December 28: Two spotted Hippodamia variegata, one found in the filter clinging to a curled, still-red hibiscus flower, the other floating out in the waves. Despite these identical species, I almost mistook the second for a Coccinella undecimpunctata, their patterns very similar.
I watch the first beetle dry itself off, first on the hibiscus flower and then on a bud. The process is thorough, and each of the following stages is repeated at random: The beetle uses its hind legs to rub across the edge of the shell and its forelegs to wipe around its chin area in short, flicking motions. Poking the delicate, transparent wings out like tongues, the hind legs stretch to wipe these down too. The shells are pulled upwards like the doors of a luxury car and the wings are flexed beneath them (I can make out creases in the wings. Have they been crumpled by the water or do they fold to sit beneath the shell?). The beetle also balances itself on one side to clean the opposite shell and wing, then switches sides. Its body, seen when the shells are lifted, wriggles from side to side and up and down with a worm-like flexibility. It takes twenty-seven minutes for the ladybeetle to finish cleaning, zip to a different plant (with equally spotted leaves), fold its legs underneath it and remain still. Is it sleeping?

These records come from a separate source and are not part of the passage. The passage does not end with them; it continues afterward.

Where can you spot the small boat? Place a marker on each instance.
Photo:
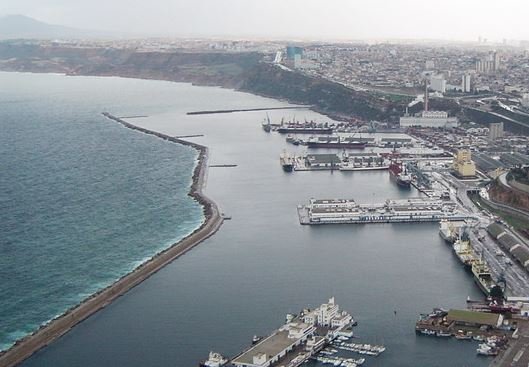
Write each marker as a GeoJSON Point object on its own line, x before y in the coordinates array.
{"type": "Point", "coordinates": [214, 360]}
{"type": "Point", "coordinates": [460, 336]}
{"type": "Point", "coordinates": [427, 332]}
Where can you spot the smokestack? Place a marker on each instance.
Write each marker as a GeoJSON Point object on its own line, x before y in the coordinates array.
{"type": "Point", "coordinates": [425, 95]}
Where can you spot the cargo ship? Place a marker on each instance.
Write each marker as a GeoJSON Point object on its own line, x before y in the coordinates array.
{"type": "Point", "coordinates": [267, 126]}
{"type": "Point", "coordinates": [448, 230]}
{"type": "Point", "coordinates": [482, 276]}
{"type": "Point", "coordinates": [397, 174]}
{"type": "Point", "coordinates": [336, 142]}
{"type": "Point", "coordinates": [307, 127]}
{"type": "Point", "coordinates": [287, 162]}
{"type": "Point", "coordinates": [464, 251]}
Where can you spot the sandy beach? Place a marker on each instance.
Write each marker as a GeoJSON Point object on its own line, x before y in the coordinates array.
{"type": "Point", "coordinates": [25, 347]}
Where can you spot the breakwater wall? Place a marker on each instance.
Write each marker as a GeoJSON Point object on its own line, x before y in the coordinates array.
{"type": "Point", "coordinates": [59, 326]}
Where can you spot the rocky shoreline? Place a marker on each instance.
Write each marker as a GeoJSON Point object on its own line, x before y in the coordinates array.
{"type": "Point", "coordinates": [51, 331]}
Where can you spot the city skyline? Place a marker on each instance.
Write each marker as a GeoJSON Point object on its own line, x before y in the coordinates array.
{"type": "Point", "coordinates": [295, 19]}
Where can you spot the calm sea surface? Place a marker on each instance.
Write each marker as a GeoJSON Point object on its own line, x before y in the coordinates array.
{"type": "Point", "coordinates": [117, 196]}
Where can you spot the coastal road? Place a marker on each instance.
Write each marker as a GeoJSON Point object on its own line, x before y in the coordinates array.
{"type": "Point", "coordinates": [500, 263]}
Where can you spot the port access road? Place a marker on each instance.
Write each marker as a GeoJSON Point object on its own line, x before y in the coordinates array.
{"type": "Point", "coordinates": [500, 263]}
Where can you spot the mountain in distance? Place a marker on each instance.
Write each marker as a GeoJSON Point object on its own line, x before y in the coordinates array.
{"type": "Point", "coordinates": [23, 27]}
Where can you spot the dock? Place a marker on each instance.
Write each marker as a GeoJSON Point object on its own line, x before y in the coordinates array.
{"type": "Point", "coordinates": [307, 335]}
{"type": "Point", "coordinates": [211, 112]}
{"type": "Point", "coordinates": [347, 211]}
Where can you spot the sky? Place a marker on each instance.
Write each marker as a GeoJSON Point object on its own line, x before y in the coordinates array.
{"type": "Point", "coordinates": [294, 19]}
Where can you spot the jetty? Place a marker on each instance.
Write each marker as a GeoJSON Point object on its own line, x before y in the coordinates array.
{"type": "Point", "coordinates": [304, 336]}
{"type": "Point", "coordinates": [347, 211]}
{"type": "Point", "coordinates": [59, 326]}
{"type": "Point", "coordinates": [211, 112]}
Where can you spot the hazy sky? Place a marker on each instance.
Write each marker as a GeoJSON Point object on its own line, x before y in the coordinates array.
{"type": "Point", "coordinates": [323, 19]}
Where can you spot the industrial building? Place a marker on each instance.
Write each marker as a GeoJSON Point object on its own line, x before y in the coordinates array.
{"type": "Point", "coordinates": [463, 166]}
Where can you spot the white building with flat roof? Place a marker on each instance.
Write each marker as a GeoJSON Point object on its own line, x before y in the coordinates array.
{"type": "Point", "coordinates": [434, 119]}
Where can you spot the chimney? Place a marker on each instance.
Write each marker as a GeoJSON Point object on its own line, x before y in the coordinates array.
{"type": "Point", "coordinates": [425, 95]}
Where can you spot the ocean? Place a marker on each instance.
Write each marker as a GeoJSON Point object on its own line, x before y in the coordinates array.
{"type": "Point", "coordinates": [260, 266]}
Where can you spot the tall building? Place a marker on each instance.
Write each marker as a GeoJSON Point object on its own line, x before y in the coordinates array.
{"type": "Point", "coordinates": [489, 64]}
{"type": "Point", "coordinates": [429, 65]}
{"type": "Point", "coordinates": [292, 51]}
{"type": "Point", "coordinates": [463, 166]}
{"type": "Point", "coordinates": [426, 118]}
{"type": "Point", "coordinates": [465, 83]}
{"type": "Point", "coordinates": [438, 83]}
{"type": "Point", "coordinates": [496, 130]}
{"type": "Point", "coordinates": [525, 100]}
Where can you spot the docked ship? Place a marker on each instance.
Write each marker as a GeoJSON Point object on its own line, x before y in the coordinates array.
{"type": "Point", "coordinates": [287, 162]}
{"type": "Point", "coordinates": [214, 360]}
{"type": "Point", "coordinates": [397, 174]}
{"type": "Point", "coordinates": [336, 142]}
{"type": "Point", "coordinates": [308, 127]}
{"type": "Point", "coordinates": [448, 230]}
{"type": "Point", "coordinates": [464, 251]}
{"type": "Point", "coordinates": [267, 126]}
{"type": "Point", "coordinates": [369, 163]}
{"type": "Point", "coordinates": [482, 276]}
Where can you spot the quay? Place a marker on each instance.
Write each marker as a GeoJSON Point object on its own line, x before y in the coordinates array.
{"type": "Point", "coordinates": [189, 136]}
{"type": "Point", "coordinates": [301, 338]}
{"type": "Point", "coordinates": [347, 211]}
{"type": "Point", "coordinates": [517, 354]}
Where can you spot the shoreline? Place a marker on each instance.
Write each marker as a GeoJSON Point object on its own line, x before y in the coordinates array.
{"type": "Point", "coordinates": [303, 105]}
{"type": "Point", "coordinates": [47, 333]}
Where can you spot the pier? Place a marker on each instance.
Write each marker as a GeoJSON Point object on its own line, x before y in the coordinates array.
{"type": "Point", "coordinates": [311, 334]}
{"type": "Point", "coordinates": [211, 112]}
{"type": "Point", "coordinates": [347, 211]}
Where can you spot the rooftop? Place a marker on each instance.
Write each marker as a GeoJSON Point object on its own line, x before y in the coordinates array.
{"type": "Point", "coordinates": [474, 317]}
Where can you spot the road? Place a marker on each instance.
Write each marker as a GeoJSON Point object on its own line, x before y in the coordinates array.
{"type": "Point", "coordinates": [500, 262]}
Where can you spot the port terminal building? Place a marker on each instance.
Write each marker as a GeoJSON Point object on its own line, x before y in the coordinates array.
{"type": "Point", "coordinates": [431, 119]}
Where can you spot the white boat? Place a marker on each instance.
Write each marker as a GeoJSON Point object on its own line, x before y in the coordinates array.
{"type": "Point", "coordinates": [214, 360]}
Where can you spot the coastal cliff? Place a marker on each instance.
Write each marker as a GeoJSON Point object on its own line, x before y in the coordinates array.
{"type": "Point", "coordinates": [241, 71]}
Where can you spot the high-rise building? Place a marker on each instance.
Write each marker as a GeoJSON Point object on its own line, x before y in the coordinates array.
{"type": "Point", "coordinates": [489, 64]}
{"type": "Point", "coordinates": [292, 51]}
{"type": "Point", "coordinates": [525, 100]}
{"type": "Point", "coordinates": [465, 83]}
{"type": "Point", "coordinates": [438, 83]}
{"type": "Point", "coordinates": [496, 130]}
{"type": "Point", "coordinates": [429, 65]}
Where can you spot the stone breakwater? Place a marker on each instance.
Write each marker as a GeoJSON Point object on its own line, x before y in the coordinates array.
{"type": "Point", "coordinates": [59, 326]}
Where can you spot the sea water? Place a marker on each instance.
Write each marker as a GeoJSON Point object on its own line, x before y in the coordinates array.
{"type": "Point", "coordinates": [263, 264]}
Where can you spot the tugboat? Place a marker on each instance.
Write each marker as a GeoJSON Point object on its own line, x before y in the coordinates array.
{"type": "Point", "coordinates": [401, 177]}
{"type": "Point", "coordinates": [287, 162]}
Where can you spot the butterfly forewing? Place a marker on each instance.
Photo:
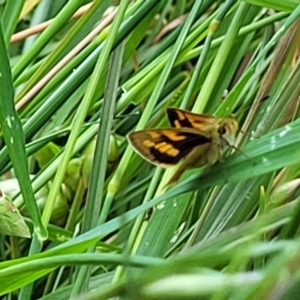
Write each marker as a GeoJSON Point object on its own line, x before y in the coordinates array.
{"type": "Point", "coordinates": [166, 147]}
{"type": "Point", "coordinates": [179, 118]}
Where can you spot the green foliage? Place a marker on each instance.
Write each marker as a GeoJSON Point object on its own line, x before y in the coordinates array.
{"type": "Point", "coordinates": [89, 218]}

December 29: Five ladybeetles. Three Coccinella transversalis, one I cannot identify and one Micraspis frenata.
Despite my failings with the fourth beetle, I’m getting better at identifying the beetles. Though, it’s more of an ‘Ah yes, that looks like a –’ and then I picture the word, rather than pronounce it, an association of patterns of colour and patterns of letters. Said fourth ladybeetle is Frankensteinian. I cannot match its combination of spots and splotches to Coccinella transversalis, Coccinella undecimpunctata or Hippodamia variegata. Is there really an undiscovered species crawling around our garden?
Micraspis frenata: An oblong, mustard yellow beetle with a black and yellow face and a black stripe down its back, halved over the shell. On each wing runs a vertical stripe, reaching almost the whole length of its body, the top ends flicking inwards and the bottom ends flicking outwards. This beetle was scooped out from the filter, clinging to a curled, still-red hibiscus flower.
December 30: No ladybeetles or bugs at all.
December 31: One splotchy ladybeetle. Today I say the name out loud; ‘Koch-in-ell-ar trans-ver-sar-liss’, though an entomologist may have turned in their grave. Has this beetle escaped the filter, crawling through a gap in the lid? Or did it, by luck, land there? It buzzes away before I get the chance to transfer it to a leaf. Do these insects really need my help?
After twenty-four days of swirling thoughts, I am certain only of this: my rescues have their origins in childhood. I remember that I was swimming and caught sight of a red ladybeetle in the rough waves and waded towards it, feet slipping and trying not to gulp chlorine water. My cupped (and probably pruned) hand lifted the beetle out of the water and the memory ends there. Was I as careful then as I am now?
January 1: The glare of the sun on the water is painful after a few seconds.